Update! December 20, 2021:
I’ve recently revamped my website, courtesy of Brad Hogan. (HIRE BRAD!)
Brad Hogan was actually the developer (not the designer!) who worked on my website 9 years ago. At the time, the designer I hired—while a lovely human being—gave me something that didn’t age well.
Having undergone excessive design, leading to complicatedness or an unnecessary degree of capability and durability.
An overdesigned website is like an ornate, maximalist living room designed by someone who covers every inch of the room and glues things to the wall. While they might look nice in a magazine spread, they’re not the most comfortable to live in. You want breathing room and flexibility; you want to be able to shift things around for a party without feeling like you’ve disturbed the feng shui of the place.
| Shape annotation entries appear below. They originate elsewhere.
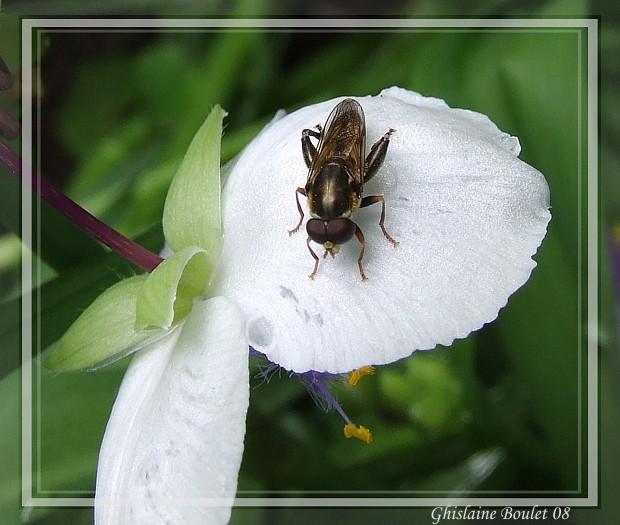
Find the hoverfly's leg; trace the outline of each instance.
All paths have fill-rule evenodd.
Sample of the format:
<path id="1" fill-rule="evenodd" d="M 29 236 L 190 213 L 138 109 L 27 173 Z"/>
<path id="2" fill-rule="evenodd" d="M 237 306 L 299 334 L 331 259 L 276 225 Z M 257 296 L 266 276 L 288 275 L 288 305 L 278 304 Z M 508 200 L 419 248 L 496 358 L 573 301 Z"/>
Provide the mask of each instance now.
<path id="1" fill-rule="evenodd" d="M 304 162 L 306 163 L 306 166 L 308 166 L 308 168 L 312 166 L 312 162 L 314 161 L 314 158 L 317 154 L 316 146 L 312 144 L 310 137 L 314 137 L 315 139 L 321 138 L 322 128 L 320 126 L 317 126 L 317 128 L 319 129 L 319 131 L 304 129 L 301 132 L 301 151 L 304 154 Z"/>
<path id="2" fill-rule="evenodd" d="M 306 241 L 306 244 L 308 245 L 308 250 L 310 251 L 310 255 L 314 257 L 314 269 L 312 270 L 312 273 L 308 277 L 310 277 L 310 279 L 314 279 L 314 277 L 316 276 L 316 272 L 319 271 L 319 256 L 316 253 L 314 253 L 314 250 L 310 246 L 311 240 L 312 238 L 308 236 L 308 240 Z"/>
<path id="3" fill-rule="evenodd" d="M 299 202 L 299 194 L 302 194 L 304 197 L 307 197 L 307 193 L 306 193 L 306 189 L 305 188 L 297 188 L 295 190 L 295 199 L 297 200 L 297 209 L 299 210 L 299 222 L 297 223 L 297 226 L 295 226 L 292 230 L 288 231 L 289 235 L 293 235 L 295 232 L 297 232 L 299 230 L 299 227 L 301 226 L 301 223 L 304 220 L 304 210 L 301 208 L 301 203 Z"/>
<path id="4" fill-rule="evenodd" d="M 395 129 L 390 128 L 389 131 L 370 148 L 370 153 L 366 157 L 364 182 L 368 182 L 377 174 L 381 164 L 383 164 L 383 159 L 385 159 L 387 147 L 390 145 L 390 135 L 395 131 Z"/>
<path id="5" fill-rule="evenodd" d="M 366 206 L 370 206 L 371 204 L 374 204 L 375 202 L 381 202 L 381 218 L 379 219 L 379 226 L 381 226 L 383 235 L 385 235 L 386 239 L 390 241 L 396 248 L 396 246 L 398 246 L 398 241 L 394 239 L 394 237 L 392 237 L 387 232 L 387 230 L 385 229 L 385 226 L 383 226 L 383 223 L 385 222 L 385 198 L 383 197 L 383 195 L 369 195 L 368 197 L 364 197 L 360 204 L 360 208 L 365 208 Z"/>
<path id="6" fill-rule="evenodd" d="M 362 259 L 364 258 L 364 249 L 366 248 L 366 239 L 364 239 L 364 232 L 362 232 L 362 230 L 357 224 L 355 225 L 355 236 L 357 237 L 357 240 L 362 245 L 362 249 L 360 250 L 359 257 L 357 258 L 357 266 L 360 269 L 360 276 L 362 277 L 362 281 L 367 281 L 368 277 L 366 277 L 366 274 L 364 273 L 364 267 L 362 266 Z"/>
A website is a living, breathing thing that benefits from being able to or change copy. Too many graphic elements and moving parts can kill a website, making it slower, less mobile, and more prone to hiccups. Even if your design chops are A+, it’s an ever-evolving field, and an overdesigned website is going to look stale and outdated quickly.
When there are too many moving parts, customers, clients, and readers don’t have a clear path forward.
Bad design says “this is me! LOOK AT ME!”
Good design puts the user first.
July 12, 2012
As you can plainly tell from this website, I’m not a web designer. I’ll never be one. That’s why I’ve finally hired a real web designer, Natalie McGuire, after months of looking for one.
It’s not just that first impressions count—and they do. When we subconsciously formulate a first impression of someone else, which I previously wrote about, we’re using the posterior cingular cortex, the same part of the brain that’s involved in setting a price and establishing value to something. We’re also using the amygdala, that part of the brain responsible for fear, controlling and moderating our motivations, telling us where to go and why. We’re figuring out if we should flee, if it’s worth staying, and if so, how close we want to be to someone.
First impressions help us decide the worth of others.
Think about that.
The Halo Effect is usually discussed in positive terms, but when it goes wrong—when you have sweaty hands, don’t blink enough, are dressed like a hobo (all things that can cause bad first impressions)—regaining trust and authority can be impossible. I mean, who has the time?
You might be incidentally promoting the worst skills in your creative career by insisting that you do everything on your own. The best way to stand apart as a professional is hire other professionals to do what you’re not paid to do. If you’re a writer, focus on your writing. If you’re a tennis coach, please for the love of god don’t design your own business cards. It’s really not that difficult to separate yourself from the pack once you decide that you’re worth it.
It’s tricky when you’re poor and just starting out, yes, but if you don’t take yourself seriously enough to hire a pro, why should anyone else treat you like a pro? If you don’t have the confidence in your own work, why should others?